Important Australian + International Fine Art
Sydney
1 September 2010
38

John Coburn

(1925 - 2006)
RESURRECTION TREE, 1973

synthetic polymer paint on canvas

202.5 x 171.5 cm

signed lower right: Coburn
inscribed verso: RESURRECTION TREE / JOHN COBURN / SYDNEY 1973

Estimate: 
$50,000 - 70,000
Sold for $108,000 (inc. BP) in Auction 16 - 1 September 2010, Sydney
Provenance

Private collection, Melbourne
Deutscher~Menzies, Melbourne, 26 November 2003, lot 42
Private company collection, Sydney

Literature

Amadio, N., John Coburn Paintings, Craftsman House, Sydney, 1988, p. 198

Catalogue text

In Resurrection Tree 1973 John Coburn combines a number of Christian ideas relating to joyous salvation. While the painting can be read on a purely formal level in the interplay of biomorphic forms and resonant colours, Coburn employed his own means to celebrate, through the symbol of the tree, the way to and attainment of resurrection. The tree itself is an ancient symbol in both the pagan and Christian worlds. While oak trees were sacred to the ancient Druids and their Celtic followers, Jewish and Christian believers had a Tree of Knowledge growing in the Garden of Eden. Ominously its fruit led to the Fall and the entry of sin into the world. For Christians redemption also came through a tree, death on the wood of the Cross leading to the glorious Resurrection of Easter. This is what Coburn's pictorialises in colourful celebration, expressed through pulsating colours and upraised forms - hands of applause and profiled shouts of praise - the joy of Eastertide.

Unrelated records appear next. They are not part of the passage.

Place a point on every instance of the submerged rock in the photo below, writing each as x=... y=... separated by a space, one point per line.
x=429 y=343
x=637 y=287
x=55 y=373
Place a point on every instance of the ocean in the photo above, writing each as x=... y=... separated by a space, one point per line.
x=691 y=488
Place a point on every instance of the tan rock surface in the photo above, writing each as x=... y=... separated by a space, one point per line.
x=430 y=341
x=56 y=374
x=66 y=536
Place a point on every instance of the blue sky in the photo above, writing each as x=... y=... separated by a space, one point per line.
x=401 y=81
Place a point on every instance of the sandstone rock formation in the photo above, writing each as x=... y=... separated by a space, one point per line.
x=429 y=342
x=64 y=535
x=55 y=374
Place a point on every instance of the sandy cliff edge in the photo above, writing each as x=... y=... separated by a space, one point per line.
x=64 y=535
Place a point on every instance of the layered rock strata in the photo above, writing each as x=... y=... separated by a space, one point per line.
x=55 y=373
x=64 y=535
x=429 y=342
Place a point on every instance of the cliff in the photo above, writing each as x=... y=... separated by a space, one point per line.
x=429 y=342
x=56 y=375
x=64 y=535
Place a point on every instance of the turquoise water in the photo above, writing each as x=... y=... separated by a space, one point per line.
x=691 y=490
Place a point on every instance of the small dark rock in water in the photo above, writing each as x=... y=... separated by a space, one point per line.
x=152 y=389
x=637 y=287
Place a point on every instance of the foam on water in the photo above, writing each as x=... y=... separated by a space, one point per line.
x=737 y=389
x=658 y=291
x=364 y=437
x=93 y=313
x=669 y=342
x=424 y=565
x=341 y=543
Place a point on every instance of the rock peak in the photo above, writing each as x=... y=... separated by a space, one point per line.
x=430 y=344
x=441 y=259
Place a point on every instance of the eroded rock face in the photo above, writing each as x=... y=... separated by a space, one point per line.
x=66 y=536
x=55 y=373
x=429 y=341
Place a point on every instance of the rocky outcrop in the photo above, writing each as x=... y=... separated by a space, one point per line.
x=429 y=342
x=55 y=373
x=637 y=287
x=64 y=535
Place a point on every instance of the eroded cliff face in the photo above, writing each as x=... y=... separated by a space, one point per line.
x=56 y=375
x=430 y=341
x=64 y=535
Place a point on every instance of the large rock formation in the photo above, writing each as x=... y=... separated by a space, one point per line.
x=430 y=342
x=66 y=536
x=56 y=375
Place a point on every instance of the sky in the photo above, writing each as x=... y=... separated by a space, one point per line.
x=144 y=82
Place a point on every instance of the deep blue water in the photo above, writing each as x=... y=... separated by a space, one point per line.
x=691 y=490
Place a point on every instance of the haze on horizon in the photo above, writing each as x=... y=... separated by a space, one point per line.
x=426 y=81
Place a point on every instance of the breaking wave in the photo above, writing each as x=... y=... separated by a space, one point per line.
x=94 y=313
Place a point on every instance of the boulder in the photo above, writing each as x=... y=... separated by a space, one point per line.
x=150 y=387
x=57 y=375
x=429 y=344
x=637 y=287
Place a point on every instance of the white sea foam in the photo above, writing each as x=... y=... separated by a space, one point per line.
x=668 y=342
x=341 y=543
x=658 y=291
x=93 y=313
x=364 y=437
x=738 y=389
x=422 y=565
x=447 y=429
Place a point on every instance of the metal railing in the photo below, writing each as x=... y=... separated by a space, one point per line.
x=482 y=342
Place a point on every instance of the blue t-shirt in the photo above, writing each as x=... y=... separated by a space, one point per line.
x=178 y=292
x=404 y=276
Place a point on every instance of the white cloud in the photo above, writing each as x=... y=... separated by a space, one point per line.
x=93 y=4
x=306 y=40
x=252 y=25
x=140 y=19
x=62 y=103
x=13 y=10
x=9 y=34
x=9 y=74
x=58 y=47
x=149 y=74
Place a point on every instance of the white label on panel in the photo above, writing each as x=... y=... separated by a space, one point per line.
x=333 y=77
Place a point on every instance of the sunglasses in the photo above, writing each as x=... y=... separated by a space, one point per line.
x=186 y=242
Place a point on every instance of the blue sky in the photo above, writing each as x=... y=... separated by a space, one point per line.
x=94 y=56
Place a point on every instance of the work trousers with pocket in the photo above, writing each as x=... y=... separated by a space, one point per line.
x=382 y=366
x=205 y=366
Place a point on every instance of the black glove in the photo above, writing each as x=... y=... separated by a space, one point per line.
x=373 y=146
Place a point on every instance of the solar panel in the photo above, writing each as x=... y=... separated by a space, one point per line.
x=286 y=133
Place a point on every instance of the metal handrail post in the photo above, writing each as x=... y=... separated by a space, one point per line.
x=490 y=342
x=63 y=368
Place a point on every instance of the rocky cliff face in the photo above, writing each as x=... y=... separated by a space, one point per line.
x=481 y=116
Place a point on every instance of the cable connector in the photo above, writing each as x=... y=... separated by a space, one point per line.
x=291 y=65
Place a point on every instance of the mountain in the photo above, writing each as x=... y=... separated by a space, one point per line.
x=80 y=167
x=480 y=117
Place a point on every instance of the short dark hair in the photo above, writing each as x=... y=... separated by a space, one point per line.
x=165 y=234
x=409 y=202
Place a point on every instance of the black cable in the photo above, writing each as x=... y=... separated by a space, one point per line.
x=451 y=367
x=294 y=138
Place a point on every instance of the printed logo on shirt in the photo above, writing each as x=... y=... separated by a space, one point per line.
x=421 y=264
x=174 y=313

The concept grew from two parallel interests. On one side is the Crucifixion, Coburn's The Triptych of the Passion 1960 with its blood reds and sharp, tortured forms being awarded that year's Blake Prize for Religious Art. Gardens also had a special interest, inspired by his mother's tropical garden in north Queensland. This is reflected in the abundance of greens and blues in many of his paintings, centred on the tree image as early as 1965 in Tree of Life I in the collection of the Art Gallery of New South Wales, Sydney. Tree of Life III is in the Vatican Museum's Collection of Modern Religious Art. While Coburn's art moves easily between hot colours of celebration and the sunburnt Outback or the fecundity of lively greens and resonant blues, the predominant theme that runs throughout is joy. This he achieves through the mastery of hard-edged colour field painting and the harmonising of forms geometric and biomorphic. As one of Australia's foremost religious artists, Coburn's ability to create images of passion and joy was unrivalled.